Re: [boost] [async-mqtt5] Review questions

20 Oct 2024

      Hi Vinnie, and thanks for your questions :)
...
On 20.10.2024., at 19:06, Vinnie Falco via Boost <boost@lists.boost.org> wrote:
On Sat, Oct 19, 2024 at 4:43 PM Ivica Siladic via Boost <
boost@lists.boost.org> wrote:
...
...
Ivica, I have some questions :) My first step was to audit the
file mqtt_client.hpp by inspecting everything from top to bottom:
1. Where are the type requirements for TlsContext explained?
https://github.com/mireo/async-mqtt5/blob/0b935bd1a2ba65427d1fb491aa1133b07c...
TlsContext is indeed not a concept. For mqtt_client, it’s a fully opaque object typically required for TLS streams. For example, with boost::asio::ssl::stream, the TlsContext would be boost::asio::ssl::context. For Botan's TLS stream, it would be the Botan TLS context, and so on. The context is generally a kind of singleton that holds administrative data for streams that will be created based on that data. For instance, a collection of Certificate Authorities (CAs) is typically loaded once and then used to create TLS streams, which rely on those CAs to verify the server's certificate.

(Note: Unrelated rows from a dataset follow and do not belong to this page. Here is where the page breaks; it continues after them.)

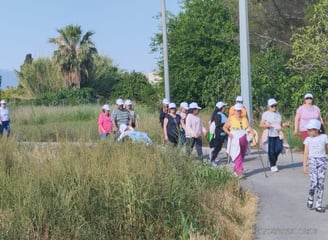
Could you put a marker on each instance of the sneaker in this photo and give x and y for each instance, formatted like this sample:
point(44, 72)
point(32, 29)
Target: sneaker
point(214, 164)
point(320, 209)
point(274, 169)
point(309, 204)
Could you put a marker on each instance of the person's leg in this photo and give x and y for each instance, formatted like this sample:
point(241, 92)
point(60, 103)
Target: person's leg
point(278, 149)
point(321, 172)
point(238, 165)
point(1, 129)
point(8, 129)
point(239, 162)
point(199, 147)
point(189, 145)
point(102, 135)
point(214, 144)
point(271, 152)
point(313, 181)
point(182, 138)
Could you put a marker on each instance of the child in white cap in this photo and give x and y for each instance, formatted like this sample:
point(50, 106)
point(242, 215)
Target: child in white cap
point(4, 118)
point(315, 163)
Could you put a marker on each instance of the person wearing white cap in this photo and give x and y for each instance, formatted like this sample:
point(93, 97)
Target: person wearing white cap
point(120, 116)
point(315, 163)
point(163, 111)
point(194, 130)
point(104, 122)
point(304, 113)
point(132, 112)
point(236, 127)
point(4, 118)
point(218, 119)
point(171, 126)
point(239, 99)
point(183, 111)
point(271, 122)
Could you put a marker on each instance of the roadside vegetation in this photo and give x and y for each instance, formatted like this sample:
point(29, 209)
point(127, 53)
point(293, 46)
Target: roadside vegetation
point(79, 187)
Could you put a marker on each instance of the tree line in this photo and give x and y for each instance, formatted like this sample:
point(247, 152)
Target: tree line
point(288, 57)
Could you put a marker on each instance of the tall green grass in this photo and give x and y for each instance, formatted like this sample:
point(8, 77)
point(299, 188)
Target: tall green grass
point(106, 191)
point(74, 186)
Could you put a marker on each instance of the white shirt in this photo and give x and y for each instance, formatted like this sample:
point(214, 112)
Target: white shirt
point(4, 114)
point(317, 145)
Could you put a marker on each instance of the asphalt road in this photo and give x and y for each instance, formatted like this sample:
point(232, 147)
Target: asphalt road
point(282, 211)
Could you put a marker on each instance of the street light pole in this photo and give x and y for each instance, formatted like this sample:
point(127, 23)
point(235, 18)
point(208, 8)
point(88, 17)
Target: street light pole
point(245, 66)
point(166, 65)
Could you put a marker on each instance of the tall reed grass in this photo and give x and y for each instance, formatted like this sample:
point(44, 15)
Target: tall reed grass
point(68, 188)
point(114, 191)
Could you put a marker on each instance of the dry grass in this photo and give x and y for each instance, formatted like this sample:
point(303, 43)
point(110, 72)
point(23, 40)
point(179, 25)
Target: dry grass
point(233, 213)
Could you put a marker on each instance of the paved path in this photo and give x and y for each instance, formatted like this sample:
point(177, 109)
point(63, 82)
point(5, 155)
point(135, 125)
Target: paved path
point(282, 196)
point(282, 211)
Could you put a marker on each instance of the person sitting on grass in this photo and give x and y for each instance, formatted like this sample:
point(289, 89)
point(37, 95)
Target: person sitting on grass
point(104, 122)
point(127, 132)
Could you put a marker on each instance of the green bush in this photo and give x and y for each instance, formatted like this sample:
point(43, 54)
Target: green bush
point(66, 97)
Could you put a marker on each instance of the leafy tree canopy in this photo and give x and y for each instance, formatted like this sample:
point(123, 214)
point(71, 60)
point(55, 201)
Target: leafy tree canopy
point(203, 54)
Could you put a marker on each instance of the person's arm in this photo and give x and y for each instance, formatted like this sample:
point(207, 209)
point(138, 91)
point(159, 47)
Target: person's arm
point(297, 123)
point(226, 128)
point(136, 122)
point(305, 158)
point(264, 124)
point(250, 128)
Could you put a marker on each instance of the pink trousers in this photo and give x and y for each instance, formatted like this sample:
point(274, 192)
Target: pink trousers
point(238, 163)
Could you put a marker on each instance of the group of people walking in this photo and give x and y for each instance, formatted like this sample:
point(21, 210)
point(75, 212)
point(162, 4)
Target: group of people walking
point(183, 126)
point(188, 129)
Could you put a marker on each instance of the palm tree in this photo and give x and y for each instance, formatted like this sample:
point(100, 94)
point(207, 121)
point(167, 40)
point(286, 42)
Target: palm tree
point(75, 54)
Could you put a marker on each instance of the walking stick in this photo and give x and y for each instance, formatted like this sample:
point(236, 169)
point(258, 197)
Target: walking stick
point(261, 159)
point(228, 160)
point(290, 146)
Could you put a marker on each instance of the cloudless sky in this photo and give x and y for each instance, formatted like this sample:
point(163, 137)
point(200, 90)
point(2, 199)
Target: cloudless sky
point(123, 29)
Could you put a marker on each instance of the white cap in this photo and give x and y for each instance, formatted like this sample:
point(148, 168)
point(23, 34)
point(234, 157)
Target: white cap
point(184, 105)
point(220, 104)
point(123, 127)
point(106, 107)
point(172, 105)
point(313, 124)
point(128, 102)
point(238, 106)
point(272, 101)
point(194, 105)
point(119, 101)
point(165, 101)
point(308, 95)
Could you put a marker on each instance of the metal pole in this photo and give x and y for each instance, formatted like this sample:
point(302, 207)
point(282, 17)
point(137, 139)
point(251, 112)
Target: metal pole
point(166, 65)
point(245, 66)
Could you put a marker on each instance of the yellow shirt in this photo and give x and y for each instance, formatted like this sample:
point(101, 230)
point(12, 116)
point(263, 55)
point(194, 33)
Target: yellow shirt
point(243, 111)
point(238, 125)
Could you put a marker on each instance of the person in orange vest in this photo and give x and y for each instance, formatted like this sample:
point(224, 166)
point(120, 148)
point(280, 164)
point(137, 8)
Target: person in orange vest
point(239, 99)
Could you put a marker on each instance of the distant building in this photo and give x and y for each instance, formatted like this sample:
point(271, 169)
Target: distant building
point(153, 77)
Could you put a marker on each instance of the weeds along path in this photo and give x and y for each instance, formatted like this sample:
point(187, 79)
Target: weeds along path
point(282, 210)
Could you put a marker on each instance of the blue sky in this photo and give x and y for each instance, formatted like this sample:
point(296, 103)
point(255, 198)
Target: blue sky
point(123, 29)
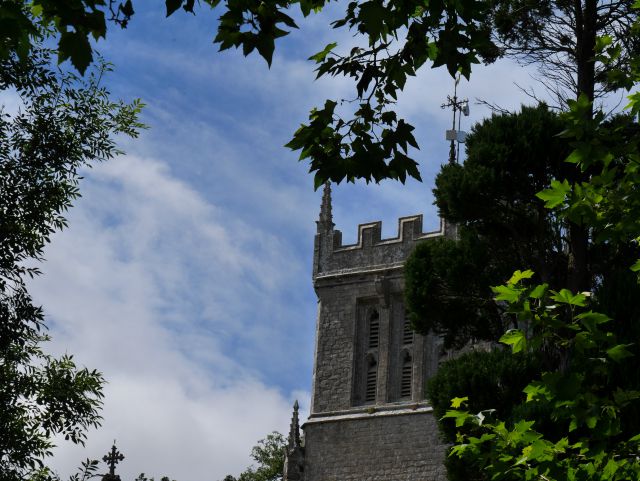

There are no interface requirements for TlsContext other than that it must be move-constructible. The mqtt_client simply passes this object to the SSL stream specializations that require access to it.
...
2. Allocating in a constructor is OK, and the documentation should
communicate this and the possibility of an exception:
https://github.com/mireo/async-mqtt5/blob/0b935bd1a2ba65427d1fb491aa1133b07c...
Correct, and thanks for pointing that out.
...
3. Why bother with this overload? Users can call ctx.get_executor(), why do
it for them?
https://github.com/mireo/async-mqtt5/blob/0b935bd1a2ba65427d1fb491aa1133b07c...
Literally all Asio async objects have constructors that accept an executor or execution context. I believe this is a bit of a historical relic, but we included it to maintain consistency with Asio standards.
...
4. What if `other` is performing operations? The documentation does not
explain it.
https://github.com/mireo/async-mqtt5/blob/0b935bd1a2ba65427d1fb491aa1133b07c...
`other` must not be running and you are correct, this should be documented.
...
5. The destructor ~mqtt_client calls impl_->cancel(), which is a
non-trivial function which can throw. Submitting work to an executor from a
destructor is surprising:
https://github.com/mireo/async-mqtt5/blob/0b935bd1a2ba65427d1fb491aa1133b07c...
This is precisely how, for example, the Asio basic_deadline_timer works. Specifically, the basic_deadline_timer object contains a member named impl_, whose type is io_object_impl<detail::deadline_timer_service>. In its destructor, impl_ calls service_->destroy(implementation_). The destroy function invokes an internal cancel, which may throw and submits the completion handler for execution via scheduler_.post_deferred_completions. The logic in mqtt_client follows this same pattern. The key point, as we understand it, is to explicitly cancel all outstanding asynchronous operations and notify any pending handlers that the object has gone out of scope. This can only be accomplished from the destructor. 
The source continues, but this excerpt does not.